If you have children, you probably did everything you could to insulate them from the problems in your marriage. Now that you have decided to divorce, you know you can no longer keep them from the changes coming to your family.

You and the other parent may agree to do what you can to make the process as unobtrusive as possible for your children. In making that choice, you probably also agree that creating your own custody agreement and parenting plan would best fulfill that wish. However, you may not know how to proceed without risking your negotiations degrading into a conflict that could land you in front of a judge.

Have you considered mediation?

When you fear that you won’t get along well enough to come to an arrangement on your own, you might enlist some help. Other Kentucky parents have used mediation to help them resolve their custody issues without having to go to court.
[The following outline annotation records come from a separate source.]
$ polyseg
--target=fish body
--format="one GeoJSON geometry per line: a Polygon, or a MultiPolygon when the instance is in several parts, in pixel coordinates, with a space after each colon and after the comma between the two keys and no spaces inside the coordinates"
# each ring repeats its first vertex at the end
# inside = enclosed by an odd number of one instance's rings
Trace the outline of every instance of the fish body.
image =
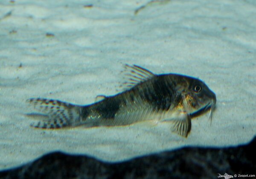
{"type": "Polygon", "coordinates": [[[175,74],[155,75],[137,65],[125,65],[128,80],[123,92],[80,106],[58,100],[31,98],[28,102],[48,118],[32,126],[59,128],[84,125],[88,127],[131,124],[146,120],[169,121],[172,130],[186,137],[192,114],[211,108],[216,96],[201,81],[175,74]]]}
Consider the following advantages of this alternative dispute resolution method:

  • The focus of the process remains on the future, not the past.
  • Blame has no place in the process since you agree to work together as parents, not a soon-to-be divorced couple.
  • The process works to resolve any confrontations that arise instead of feeding them, as the traditional adversarial process has a tendency to do.
  • Since you and the other parent learn to communicate better through this process, you also learn how to resolve conflicts or avoid them all together.
  • Mediation could reduce your stress level, which, in turn, makes it less stressful on your children as well.
  • In fact, your children could come to realize how much the two of you love them since you are willing to put aside your feelings for each other in order to do what’s best for them.
  • Mediation often costs less than going to court, which removes yet another stressor from the divorce.
  • Most parents adhere to the agreements made in mediation better since they retain ownership in the outcome.

Retaining control over your future and the future of your family could help you move on as well. Perhaps most importantly, you and the other parent receive the opportunity to build the foundation of how your co-parenting will work after the divorce. Taking advantage of every resource at your disposal in order to reach an agreement that protects your children and your rights at the same time only makes sense.